The #"-20"# is the key, half of #"-20"# squared is the number for which you are looking.

Explanation:

Completing the square is just like it sounds, you are looking for a number that makes your quadratic a perfect square so it can be written as #(x+a)^2 = ...#

The way to do this is by understanding the distributive property and how it gives you that number that makes a perfect square.

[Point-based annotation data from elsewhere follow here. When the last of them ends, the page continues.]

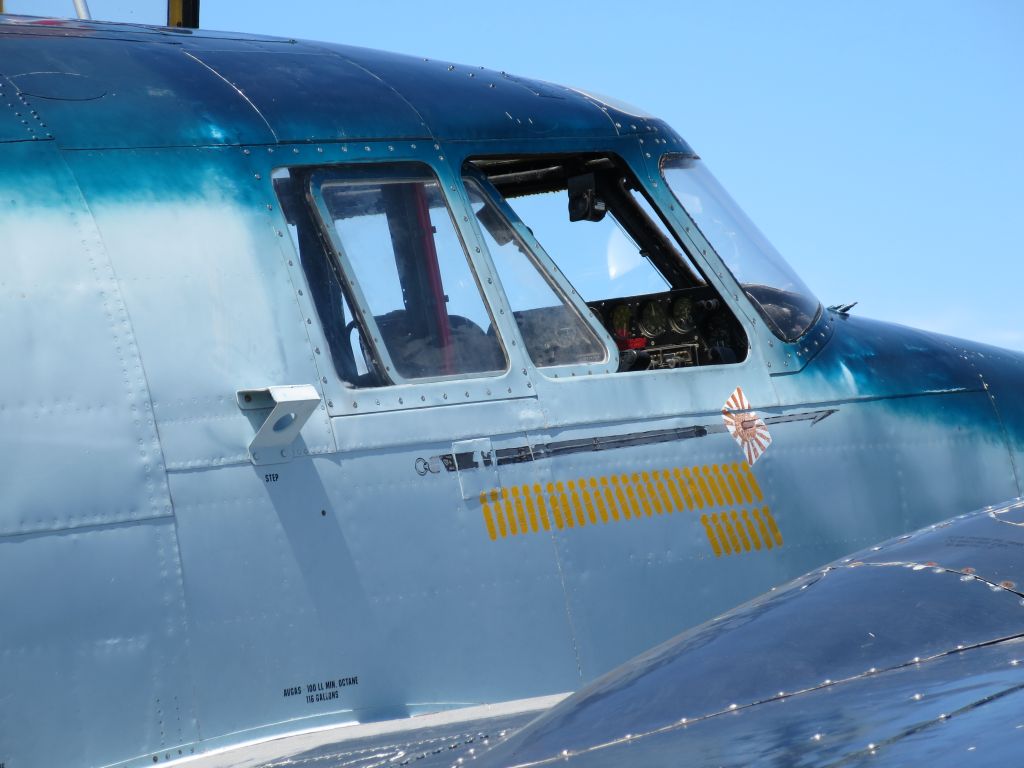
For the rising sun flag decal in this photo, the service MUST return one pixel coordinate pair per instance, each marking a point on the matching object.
(747, 428)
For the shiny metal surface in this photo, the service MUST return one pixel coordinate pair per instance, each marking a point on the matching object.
(165, 597)
(908, 652)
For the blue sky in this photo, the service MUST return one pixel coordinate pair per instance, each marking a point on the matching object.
(879, 145)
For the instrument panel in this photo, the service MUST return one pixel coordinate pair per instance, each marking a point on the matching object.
(676, 329)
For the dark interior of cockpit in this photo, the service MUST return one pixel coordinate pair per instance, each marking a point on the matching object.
(398, 300)
(684, 324)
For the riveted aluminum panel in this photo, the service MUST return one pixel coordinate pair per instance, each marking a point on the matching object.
(466, 102)
(19, 121)
(315, 570)
(78, 443)
(204, 274)
(898, 654)
(141, 94)
(338, 98)
(93, 647)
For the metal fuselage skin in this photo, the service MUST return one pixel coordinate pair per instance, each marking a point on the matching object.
(165, 595)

So let us write out the expression #(x+a)^2#

#(x+a)(x+a) = x*x+a*x+a*x+a^s = x^2 + 2ax + a^2#

Notice that there is a #2a# and an #a^2# in that perfect square.

You should also notice that the #2a# is in the same spot as our #"-20"# in the problem we are solving. So how can I find the #a# that solves this by setting up the equation:

#2a = -20 -> a = -10#

This means that

#a^2 = (-10)^2 = 100#

So to make #x^2-20x = 0# a perfect square we need to use #"-10"#.

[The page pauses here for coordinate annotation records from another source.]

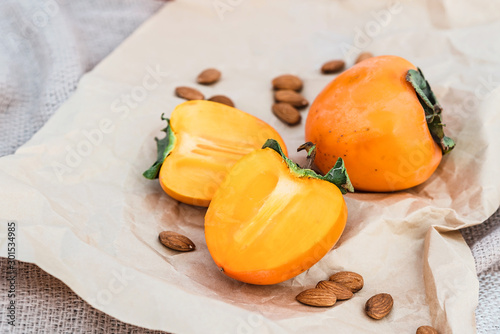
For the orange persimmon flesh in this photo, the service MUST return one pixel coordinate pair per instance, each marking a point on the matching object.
(266, 224)
(210, 138)
(372, 118)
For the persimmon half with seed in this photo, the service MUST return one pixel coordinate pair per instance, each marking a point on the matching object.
(383, 119)
(203, 141)
(270, 220)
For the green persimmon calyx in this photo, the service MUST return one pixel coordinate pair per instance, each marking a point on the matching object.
(432, 109)
(337, 175)
(164, 146)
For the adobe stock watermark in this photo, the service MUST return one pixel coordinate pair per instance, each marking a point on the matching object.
(364, 36)
(94, 137)
(224, 6)
(116, 285)
(11, 273)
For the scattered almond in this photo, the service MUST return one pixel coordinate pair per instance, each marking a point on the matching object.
(176, 241)
(287, 82)
(286, 113)
(317, 297)
(189, 93)
(362, 56)
(338, 290)
(222, 99)
(426, 330)
(291, 97)
(208, 76)
(350, 280)
(379, 306)
(333, 66)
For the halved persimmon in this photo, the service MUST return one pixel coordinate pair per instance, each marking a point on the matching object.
(270, 220)
(203, 141)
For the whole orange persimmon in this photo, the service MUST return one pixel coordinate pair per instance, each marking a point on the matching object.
(382, 118)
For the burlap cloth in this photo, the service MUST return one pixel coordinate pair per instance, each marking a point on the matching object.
(46, 46)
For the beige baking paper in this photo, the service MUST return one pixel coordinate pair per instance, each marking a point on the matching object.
(86, 215)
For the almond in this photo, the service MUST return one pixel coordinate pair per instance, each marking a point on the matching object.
(317, 297)
(362, 56)
(287, 82)
(350, 280)
(338, 290)
(222, 99)
(333, 66)
(291, 97)
(426, 330)
(379, 306)
(176, 241)
(189, 93)
(286, 113)
(208, 76)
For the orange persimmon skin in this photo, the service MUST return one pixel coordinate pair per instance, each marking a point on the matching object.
(266, 225)
(210, 138)
(370, 116)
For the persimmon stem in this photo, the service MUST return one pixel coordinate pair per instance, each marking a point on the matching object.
(337, 175)
(311, 153)
(432, 109)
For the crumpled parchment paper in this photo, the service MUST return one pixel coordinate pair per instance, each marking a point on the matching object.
(86, 215)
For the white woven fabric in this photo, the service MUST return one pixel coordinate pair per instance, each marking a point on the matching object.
(45, 47)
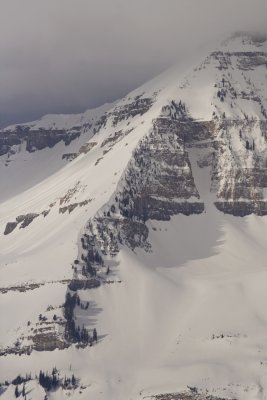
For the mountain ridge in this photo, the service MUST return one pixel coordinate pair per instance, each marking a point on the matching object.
(131, 226)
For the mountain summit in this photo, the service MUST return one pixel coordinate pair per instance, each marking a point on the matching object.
(132, 236)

#x^2 + 2(-10)x + (-10)^2 = x^2 -20x + 100#

it looks like we added 100 to make it a perfect square. To keep the equation balanced we need to add 100 to the other side of the equation.

#x^2 - 20x +100 = 0 + 100#

#x^2 -20x + 100 = 100#

but now you can factor the quadratic on the left using the #a# we found above.

#(x-10)^2 = 100#

and taking the square root of both sides

#sqrt((x-10)^2) = sqrt(100)#

#x-10 = +-10 implies x_(1,2) = 10 +- 10 = {(x_1 = 10 + 10 = 20), (x_2 = 10 - 10 = 0) :}#

which is what you would have obtained if you had just factored out the greatest common factor (#x#) in the beginning and used the zero product property.

But that is the why and the how of completing the square.